As medidas do PAEG auxiliadas pelo contexto internacional propiciaram a concretização do tal “milagre econômico”. Com a inflação operando em queda durante todo o período, a economia do país cresceu, em média, 10,2% ao ano (a.a) e o PIB saltou de 9,8% a.a. em 1968 para 14% a.a. em 1973. Mas no sentido de “primeiro fazer crescer o 'bolo' para depois dividi-lo”, como decretou o então ministro da Fazenda Delfim Neto, essa fase estável da economia, confundiu-se com os chamados "anos de chumbo", o período mais repressivo da ditadura, iniciado no fim de 1968, após a edição do AI-5. O que corroborou para um expressivo aumento na concentração de renda.
O ambiente de repressão política e de sindicatos sufocados favoreceu o arrocho salarial, incluindo aí o salário mínimo, colaborando para o crescimento do bolo sugerido pelo ministro Delfim, pois o setor privado fazia grandes investimentos financiados pela folga financeira devido à redução de custos que representava a folha de pagamento – além de favores concedidos pelos militares a determinados setores econômicos. Esse arrocho foi um vetor importante do modelo econômico implantado. Nos 21 anos do regime, o salário mínimo perdeu, em termos reais, mais de 50% do seu valor. “Todo esse controle administrativo sobre os salários, viabilizado pela repressão política, logrou reduzir a participação do trabalho, especialmente o não-qualificado, na renda nacional, aspecto catalisador do crescimento da desigualdade social”, explicou Ricardo Zórtea Vieira, mestre e doutorando em Economia Política Internacional pela UFRJ.
Segundo o estudo feito por Pedro Ferreira de Souza, pesquisador do IPEA (Instituto de Pesquisa Econômica Aplicada) e da UnB, em 1965, a fração recebida pelo 1% mais rico, considerando apenas os rendimentos tributáveis brutos (só o passível de pagar tributo), era cerca de 10% do bolo total. Apenas três anos depois, a cifra foi a 16%.

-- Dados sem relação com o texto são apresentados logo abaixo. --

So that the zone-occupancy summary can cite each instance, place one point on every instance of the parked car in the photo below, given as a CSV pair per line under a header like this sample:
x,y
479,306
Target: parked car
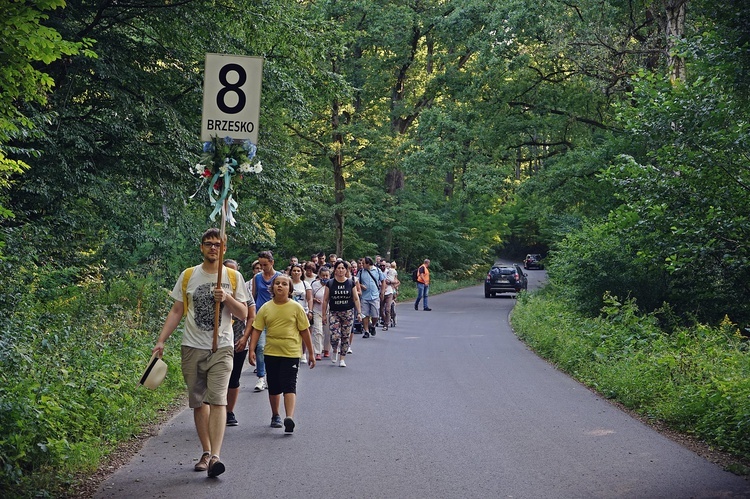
x,y
533,261
505,279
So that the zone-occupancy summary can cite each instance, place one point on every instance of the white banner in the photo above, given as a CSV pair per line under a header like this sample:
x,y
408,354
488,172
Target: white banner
x,y
231,97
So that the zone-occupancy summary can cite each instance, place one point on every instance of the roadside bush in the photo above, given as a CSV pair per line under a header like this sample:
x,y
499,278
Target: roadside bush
x,y
696,379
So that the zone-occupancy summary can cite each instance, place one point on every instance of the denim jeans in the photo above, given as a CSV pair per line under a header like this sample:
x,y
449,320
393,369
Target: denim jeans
x,y
260,360
422,291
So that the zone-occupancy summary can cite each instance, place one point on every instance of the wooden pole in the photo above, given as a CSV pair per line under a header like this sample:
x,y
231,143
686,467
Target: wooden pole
x,y
217,306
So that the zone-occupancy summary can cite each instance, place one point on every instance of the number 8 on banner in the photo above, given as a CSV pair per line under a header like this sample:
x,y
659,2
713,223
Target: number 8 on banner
x,y
231,97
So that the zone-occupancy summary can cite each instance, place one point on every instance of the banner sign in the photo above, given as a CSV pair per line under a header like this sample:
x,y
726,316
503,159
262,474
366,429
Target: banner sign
x,y
231,97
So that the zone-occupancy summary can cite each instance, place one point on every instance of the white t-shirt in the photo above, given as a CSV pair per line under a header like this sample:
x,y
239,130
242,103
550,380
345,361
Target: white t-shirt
x,y
199,323
390,275
299,293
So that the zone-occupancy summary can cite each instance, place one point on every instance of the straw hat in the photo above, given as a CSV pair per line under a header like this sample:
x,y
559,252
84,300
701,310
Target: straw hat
x,y
155,373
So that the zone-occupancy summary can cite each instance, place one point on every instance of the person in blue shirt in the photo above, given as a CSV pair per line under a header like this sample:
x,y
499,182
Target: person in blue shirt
x,y
262,294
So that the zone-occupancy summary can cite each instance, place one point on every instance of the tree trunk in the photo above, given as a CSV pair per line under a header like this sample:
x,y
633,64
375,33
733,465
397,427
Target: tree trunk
x,y
339,184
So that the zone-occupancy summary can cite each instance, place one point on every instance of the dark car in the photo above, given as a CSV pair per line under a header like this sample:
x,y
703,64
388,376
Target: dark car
x,y
505,279
533,261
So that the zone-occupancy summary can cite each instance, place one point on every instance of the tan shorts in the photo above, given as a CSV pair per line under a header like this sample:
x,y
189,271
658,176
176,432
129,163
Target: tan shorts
x,y
207,374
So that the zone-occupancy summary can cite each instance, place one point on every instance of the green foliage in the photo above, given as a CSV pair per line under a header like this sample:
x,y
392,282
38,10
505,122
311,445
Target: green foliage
x,y
24,40
695,379
594,261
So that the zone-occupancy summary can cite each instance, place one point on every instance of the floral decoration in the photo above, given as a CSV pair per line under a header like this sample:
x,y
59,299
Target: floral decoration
x,y
223,159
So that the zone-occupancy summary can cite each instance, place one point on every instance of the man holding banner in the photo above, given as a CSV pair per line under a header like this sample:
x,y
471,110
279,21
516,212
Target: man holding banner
x,y
207,361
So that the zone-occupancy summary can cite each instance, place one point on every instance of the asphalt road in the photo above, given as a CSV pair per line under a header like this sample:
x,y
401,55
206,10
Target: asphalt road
x,y
449,404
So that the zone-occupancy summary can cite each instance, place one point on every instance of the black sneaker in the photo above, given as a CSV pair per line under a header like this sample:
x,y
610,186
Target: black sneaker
x,y
231,420
215,467
276,421
288,425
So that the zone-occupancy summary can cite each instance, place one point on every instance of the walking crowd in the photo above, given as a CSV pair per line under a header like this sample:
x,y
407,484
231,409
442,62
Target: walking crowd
x,y
276,320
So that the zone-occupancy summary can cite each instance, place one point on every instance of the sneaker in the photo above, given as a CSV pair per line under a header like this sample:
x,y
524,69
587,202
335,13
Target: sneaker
x,y
231,420
215,467
202,464
261,385
288,425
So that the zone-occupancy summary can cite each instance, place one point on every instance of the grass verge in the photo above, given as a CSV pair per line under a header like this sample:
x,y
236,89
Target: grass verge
x,y
694,380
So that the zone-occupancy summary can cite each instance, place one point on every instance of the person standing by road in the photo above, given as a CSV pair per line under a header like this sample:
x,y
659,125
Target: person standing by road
x,y
389,295
340,298
287,329
261,295
423,285
241,330
206,372
302,294
371,282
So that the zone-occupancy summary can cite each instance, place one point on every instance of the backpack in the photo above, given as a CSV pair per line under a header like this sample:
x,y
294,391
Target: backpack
x,y
188,272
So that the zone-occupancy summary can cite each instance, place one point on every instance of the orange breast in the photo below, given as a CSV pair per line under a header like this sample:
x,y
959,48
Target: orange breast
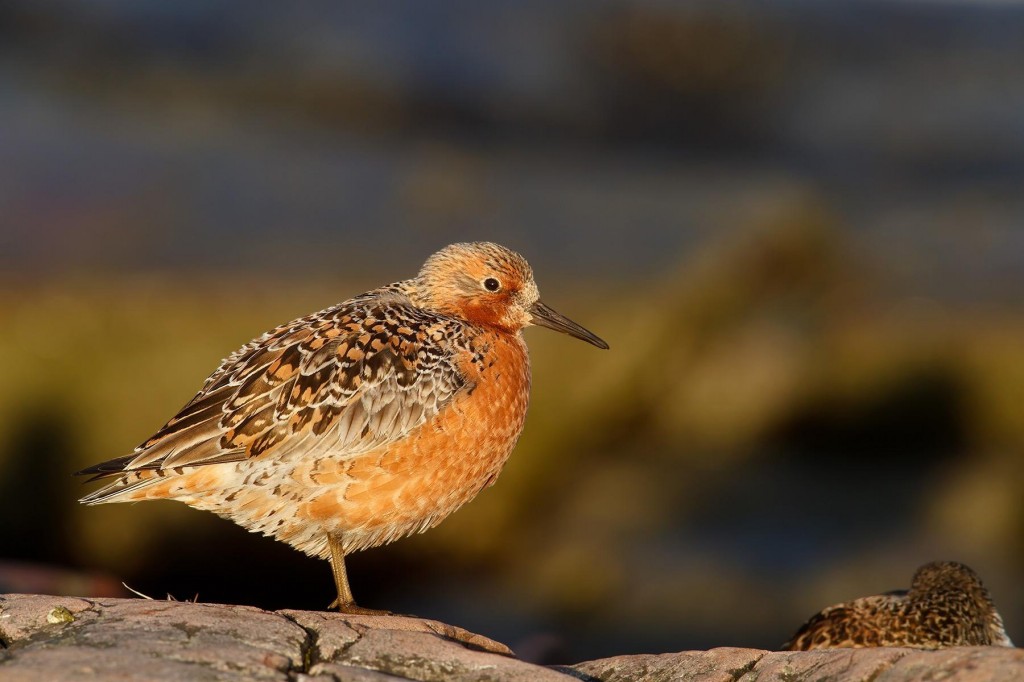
x,y
415,483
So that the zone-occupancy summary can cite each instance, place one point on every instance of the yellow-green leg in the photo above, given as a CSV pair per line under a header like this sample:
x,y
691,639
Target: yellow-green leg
x,y
345,602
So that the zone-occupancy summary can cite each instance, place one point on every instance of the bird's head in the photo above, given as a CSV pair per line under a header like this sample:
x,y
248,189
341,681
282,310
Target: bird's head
x,y
491,286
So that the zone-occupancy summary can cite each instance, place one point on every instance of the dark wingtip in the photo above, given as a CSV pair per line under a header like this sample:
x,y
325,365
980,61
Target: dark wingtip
x,y
104,469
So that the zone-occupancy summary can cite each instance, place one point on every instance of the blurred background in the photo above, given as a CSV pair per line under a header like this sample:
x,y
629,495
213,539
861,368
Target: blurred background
x,y
800,225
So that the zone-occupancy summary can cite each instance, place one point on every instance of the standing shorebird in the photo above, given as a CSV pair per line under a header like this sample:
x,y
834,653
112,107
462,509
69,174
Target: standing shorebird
x,y
946,605
360,424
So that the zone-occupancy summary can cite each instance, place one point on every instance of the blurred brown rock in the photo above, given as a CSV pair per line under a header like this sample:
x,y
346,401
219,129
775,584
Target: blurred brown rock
x,y
62,638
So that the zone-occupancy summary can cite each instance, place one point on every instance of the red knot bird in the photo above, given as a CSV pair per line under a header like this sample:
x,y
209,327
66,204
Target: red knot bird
x,y
363,423
946,605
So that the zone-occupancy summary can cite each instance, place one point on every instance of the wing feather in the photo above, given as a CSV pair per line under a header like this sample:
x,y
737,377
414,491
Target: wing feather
x,y
361,374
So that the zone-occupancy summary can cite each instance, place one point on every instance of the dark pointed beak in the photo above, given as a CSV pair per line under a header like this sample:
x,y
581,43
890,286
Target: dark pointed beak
x,y
542,315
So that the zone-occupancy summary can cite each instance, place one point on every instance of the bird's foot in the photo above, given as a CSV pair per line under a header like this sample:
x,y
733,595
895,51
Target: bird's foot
x,y
354,609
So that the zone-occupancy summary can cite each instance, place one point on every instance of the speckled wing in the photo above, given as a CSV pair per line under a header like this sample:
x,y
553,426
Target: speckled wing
x,y
353,377
828,629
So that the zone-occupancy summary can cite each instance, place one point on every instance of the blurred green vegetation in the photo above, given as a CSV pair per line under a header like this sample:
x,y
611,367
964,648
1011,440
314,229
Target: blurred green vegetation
x,y
766,377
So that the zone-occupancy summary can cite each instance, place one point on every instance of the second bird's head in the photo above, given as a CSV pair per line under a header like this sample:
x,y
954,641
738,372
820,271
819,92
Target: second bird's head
x,y
489,285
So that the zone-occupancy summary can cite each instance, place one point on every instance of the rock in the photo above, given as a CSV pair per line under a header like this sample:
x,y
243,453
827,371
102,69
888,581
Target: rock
x,y
966,664
65,638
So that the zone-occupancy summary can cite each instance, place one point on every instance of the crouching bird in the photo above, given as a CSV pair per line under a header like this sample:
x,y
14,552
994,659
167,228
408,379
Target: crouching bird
x,y
363,423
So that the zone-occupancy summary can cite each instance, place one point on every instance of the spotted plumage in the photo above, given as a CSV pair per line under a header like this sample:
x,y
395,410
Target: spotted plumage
x,y
363,423
946,605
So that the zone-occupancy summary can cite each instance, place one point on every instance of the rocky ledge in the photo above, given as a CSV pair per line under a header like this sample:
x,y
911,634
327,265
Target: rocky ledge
x,y
64,638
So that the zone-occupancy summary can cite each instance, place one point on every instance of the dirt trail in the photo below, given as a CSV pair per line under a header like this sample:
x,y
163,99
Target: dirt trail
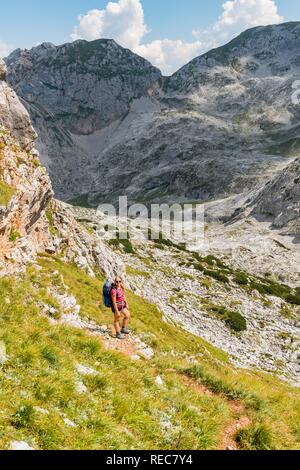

Por sua vez, o setor público financiava seus investimentos pelo usufruto do endividamento externo, aprofundando por aqui características de uma economia dependente e subordinada. O petróleo, importado a preços baixos no período, impulsionava ainda mais a economia nacional. Mas, em 1974, ocorreu o primeiro choque do petróleo, quando seu preço foi elevado abruptamente. “Nessa época, o Brasil ainda não produzia petróleo, e com o enorme salto no preço dos barris, o governo precisou retirar recursos de programas de desenvolvimento, além de se endividar muito, para poder comprá-los”, contou o professor, mestre em Ciência Sociais e Educação e pós-doutor em História e Política, José Eudes, acrescentando que essa crise também provocou uma aceleração da taxa de inflação no mundo todo e principalmente no Brasil, onde passou de 15,5% em 1973 para 34,5% no ano seguinte.
O milagre então se transformava em pesadelo. Ao fim do regime, a dívida externa passou de cerca de US$ 3 bilhões, em 1964, para quase US$ 100 bilhões, em termos nominais. Para pagar essa dívida, eram usados 90% da receita oriunda das exportações, e o Brasil assim entrou numa fortíssima recessão econômica que duraria até a década de 1990, cujo maior fruto é o desemprego, que se agravou com o passar dos anos e só declinou nos anos 2000. A inflação, que já era alta nos tempos de João Goulart, disparou. Ocorreram grandes movimentos migratórios, de Norte e Nordeste para São Paulo e Rio de Janeiro e do campo para as cidades. Sem empregos, renda e direito à moradia nas cidades, que representavam sonho e esperança, as favelas surgiram como alternativa e como problema urbano e social. Era o fim do sonho dos militares de um “Brasil Grande Potência”.